The young woman hasn’t been on a date in a long time, but she will finally meet Henry (Brandon Sklenar), a photographer she’s connected with online. Violet’s younger sister Jen (Violett Beane) arrives to babysit and even doles out a bit of advice to her older sister, who is anxious about the date and worried about getting into another abusive relationship.

Director Christopher Landon has Violet at an upscale restaurant at the top of a high-rise building in less time than it takes to say “Hitchcockian.” This establishment will be the setting for most of the film’s runtime, and the production design and art direction suggest both oddity and bland luxury, with a ribbed tunnel entrance, a circular bar, and a lighting scheme consisting of a bright center and a dark dining area.
The air of creepy impersonality extends to the patrons, many of whom are shown looking at their phones. When Violet appears in a red dress with a plunging neckline, though, most eyes turn to her. She quickly bonds with a female bartender, meets an older gentleman waiting for his blind date, and is even hit on by the boozing piano man.
Once Henry shows up and they’re seated at a table near the panoramic view, the movie moves into high gear, though it’s not because the two actors’ chemistry is particularly charged. Violet begins receiving discomfiting memes on her phone, via a program called “Digidrop” that uses short-range technology like Bluetooth to convey messages. Soon she realizes that there is an intruder in her house after she accesses her home’s security camera system. Further messages threaten the life of Jen and Toby should she call or text anyone or seek help from Henry or another person in the restaurant.
In addition to her phone being cloned and someone nearby sending her threatening messages, Violet discovers she’s being listened to through secret devices planted at her table and elsewhere while also being tracked around the restaurant via its security cameras. She is at the mercy of a techno-savvy sadist, and everyone she sees, including the prim maitre d’ and a skittish waiter, is a suspect. The tormentor orders her to smash the memory card in Henry’s camera, revealing a wider conspiracy, and she finds a way to complete this task. Then, when she’s told to kill her date, Violet’s resourcefulness and quick thinking are really put to the test.
After impressing with her supporting turn in the second season of HBO’s “The White Lotus,” the attractively normal Ms. Fahy here proves she can lead a major Hollywood movie. Her ability to maintain a demeanor of openness while dissimulating and to delineate small shifts in perception ties the audience’s sympathies to Violet’s every move. Plus, hints of steeliness in the actress become full-fledged facts when push literally comes to shove. As Henry, Mr. Sklenar signals receptivity to his date’s emotional state while emitting a certain ruggedness, though his messy mustache distracts.

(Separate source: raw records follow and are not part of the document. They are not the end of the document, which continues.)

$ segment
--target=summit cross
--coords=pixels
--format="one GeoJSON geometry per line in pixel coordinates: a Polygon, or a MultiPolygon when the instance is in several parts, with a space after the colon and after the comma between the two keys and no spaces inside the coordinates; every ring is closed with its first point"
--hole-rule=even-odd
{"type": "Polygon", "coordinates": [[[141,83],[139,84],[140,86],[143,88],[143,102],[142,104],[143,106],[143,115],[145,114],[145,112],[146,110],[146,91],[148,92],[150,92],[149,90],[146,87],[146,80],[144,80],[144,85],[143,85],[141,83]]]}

Mr. Landon leverages multiple cinematic tools to visualize the cat-and-mouse maneuvers, including all-caps text overlaid onto scenes, spotlights, and Dutch angles. The efficient script by Jillian Jacobs and Chris Roach not only adds levity — watch for the “Baby Shark” song — but also moments of character development, as when Violet and Henry share a heart-to-heart regarding destructive relationships, bringing much-needed relief from the endless comings and goings to and from the table. Did they also intend to comment on the ever-corrupt nature of Chicago politics through Henry’s work for the mayor’s office? Maybe, though their biggest statement resides in pointing out the intersection between omnipresent technology and surveillance.
This being a Michael Bay-produced picture, one expects some action, and sure enough during and in between its two climaxes multiple objects get smashed, cars are crashed, and several bodies receive serious wounds. The excessive tone of the violence jars, though, particularly as the film up to this point had created a steady rhythm of tension and release with minimal brutality. Upon reflection, the airtight concept, too, reveals inconsistencies, though these never compromise one’s memory of overall enjoyment. “Drop” promises a good time at the movies and delivers.